Nuclear crowding, overlapping, grooving, INCI and chromatin clearing are seen to a variable extent in S/T PTC [2, 3, 7]. However, studies have found that the nuclei, in some cases, might appear round and darker [9, 10]. This forms another pitfall, with a possibility of rendering an alternate diagnosis including follicular neoplasm/suspicious of follicular neoplasm . The current case also showed many areas with round, darker nuclei associated with microfollicles (Figure 1h). An important and close differential of S/T PTC is PDTC, especially in cytology . PDTC may also show a similar trabecular/solid, cohesive pattern on cytology. However, classic nuclear features of PTC rule out PDTC . The current case showed both nuclear grooves and an occasional INCI. Histologically, PDTC is characterised by increased mitotic figures (≥3/2 mm2) and/or necrosis . These features are infrequently appreciated in cytology, making classic PTC nuclear features the essential reliable element to distinguish between S/T PTC and PDTC in cytology [7, 12].
Figure 1. (a and b): Trabeculae and solid nests of tumour cells with focal endothelial lining (arrow) (MGG stain, (a) ×100; (b) ×400); (c): Gross image of total thyroidectomy specimen showing the solid tumour in right lobe of thyroid; (d to f): Cyto-histologic correlate; the trabecular pattern in cytology (d) resembles a similar pattern on histology (e) and focal microfollicular pattern in cytology (f) corresponds to abortive follicles on histology. An endothelial cell lining the trabecula is shown (arrow) in (d). Mitosis is shown (arrow) in (e). ((d), (f) MGG stain, ×400; (e) HE stain, ×400); (g to i): Nuclear grooving (black arrows) and INCI (red arrow) ((g), (h) Pap stain, ×400; (i) HE stain, ×400).
Figure 2. (a): Tumour exhibiting capsular invasion (HE stain, ×40); (b): Focus of DHGTC with four mitotic figures in single HPF (arrows) (HE stain, ×400).

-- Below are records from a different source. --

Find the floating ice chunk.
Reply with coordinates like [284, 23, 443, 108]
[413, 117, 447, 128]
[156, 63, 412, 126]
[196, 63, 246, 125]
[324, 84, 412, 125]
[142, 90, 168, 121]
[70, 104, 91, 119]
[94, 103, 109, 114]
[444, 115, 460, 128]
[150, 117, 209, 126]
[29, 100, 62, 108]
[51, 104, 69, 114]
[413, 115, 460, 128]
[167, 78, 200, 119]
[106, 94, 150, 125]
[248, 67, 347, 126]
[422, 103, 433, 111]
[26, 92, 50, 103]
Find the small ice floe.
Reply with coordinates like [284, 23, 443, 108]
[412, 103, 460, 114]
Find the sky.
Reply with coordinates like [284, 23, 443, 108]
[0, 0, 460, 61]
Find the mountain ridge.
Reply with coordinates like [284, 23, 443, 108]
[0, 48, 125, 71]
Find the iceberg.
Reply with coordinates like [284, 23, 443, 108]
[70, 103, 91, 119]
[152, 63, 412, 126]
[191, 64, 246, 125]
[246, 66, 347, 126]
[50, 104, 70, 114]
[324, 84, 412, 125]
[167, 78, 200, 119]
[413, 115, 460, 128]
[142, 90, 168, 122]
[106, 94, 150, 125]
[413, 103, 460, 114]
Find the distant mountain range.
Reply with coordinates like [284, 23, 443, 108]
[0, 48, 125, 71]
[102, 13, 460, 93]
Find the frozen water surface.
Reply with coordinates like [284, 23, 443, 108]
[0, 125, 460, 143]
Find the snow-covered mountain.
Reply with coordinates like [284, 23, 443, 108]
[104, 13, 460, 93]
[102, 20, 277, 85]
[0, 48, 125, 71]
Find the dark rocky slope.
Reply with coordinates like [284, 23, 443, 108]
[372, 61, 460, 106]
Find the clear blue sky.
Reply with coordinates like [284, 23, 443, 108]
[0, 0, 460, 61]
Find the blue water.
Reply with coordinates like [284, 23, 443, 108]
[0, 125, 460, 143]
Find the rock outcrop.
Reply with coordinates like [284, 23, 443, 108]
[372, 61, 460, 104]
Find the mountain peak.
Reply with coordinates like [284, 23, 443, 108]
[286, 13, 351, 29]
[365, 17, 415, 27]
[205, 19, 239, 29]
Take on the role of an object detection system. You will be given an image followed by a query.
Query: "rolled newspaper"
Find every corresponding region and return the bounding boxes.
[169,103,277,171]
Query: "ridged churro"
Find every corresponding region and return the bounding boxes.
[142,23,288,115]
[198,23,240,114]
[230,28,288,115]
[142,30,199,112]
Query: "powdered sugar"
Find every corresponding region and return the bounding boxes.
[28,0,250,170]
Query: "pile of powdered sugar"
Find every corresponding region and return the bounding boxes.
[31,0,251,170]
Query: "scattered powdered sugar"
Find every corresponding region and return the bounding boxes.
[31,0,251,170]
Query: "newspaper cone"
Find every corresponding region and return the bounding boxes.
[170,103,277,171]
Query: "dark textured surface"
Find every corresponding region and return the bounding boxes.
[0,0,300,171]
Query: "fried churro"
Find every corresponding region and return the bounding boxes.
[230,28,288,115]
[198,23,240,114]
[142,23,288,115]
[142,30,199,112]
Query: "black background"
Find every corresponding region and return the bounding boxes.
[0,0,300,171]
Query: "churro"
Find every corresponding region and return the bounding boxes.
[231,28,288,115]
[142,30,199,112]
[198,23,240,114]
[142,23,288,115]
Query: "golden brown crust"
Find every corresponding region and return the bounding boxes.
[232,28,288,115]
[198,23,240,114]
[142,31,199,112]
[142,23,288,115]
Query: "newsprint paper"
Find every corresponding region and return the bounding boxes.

WHO has introduced a new category called ‘DHGTC’, which shows features of papillary or follicular carcinoma with mitotic count ≥5/2 mm2 and/or necrosis . DHGTC has an aggressive clinical outcome intermediate between that of well-differentiated thyroid carcinoma and anaplastic thyroid carcinoma . The current case showed mitotic count 8/10 HPF (2 mm2), which was seen only in one section of the completely submitted tumour nodule. Vural et al  noted mitotic rate ≥5/10 HPF on histological sections of S/T PTC in 3/28 cases (10.7%), while Nikiforov et al  found mitotic rate 1–6/10 HPF in 5/20 cases (25%). Studies on cytological features of S/T PTC did not find mitotic figures [7, 10, 11]. It is worthwhile to note that in histological sections, increased mitosis with solid/insular architecture may lead to an erroneous diagnosis of PDTC, partially fulfilling the Turin consensus criteria. However, the presence of conventional nuclear features of PTC in such a case favours a diagnosis of DHGTC . The presence of focal mitotic hotspots, as noted in the current case, highlights the importance of taking adequate sections of the tumour.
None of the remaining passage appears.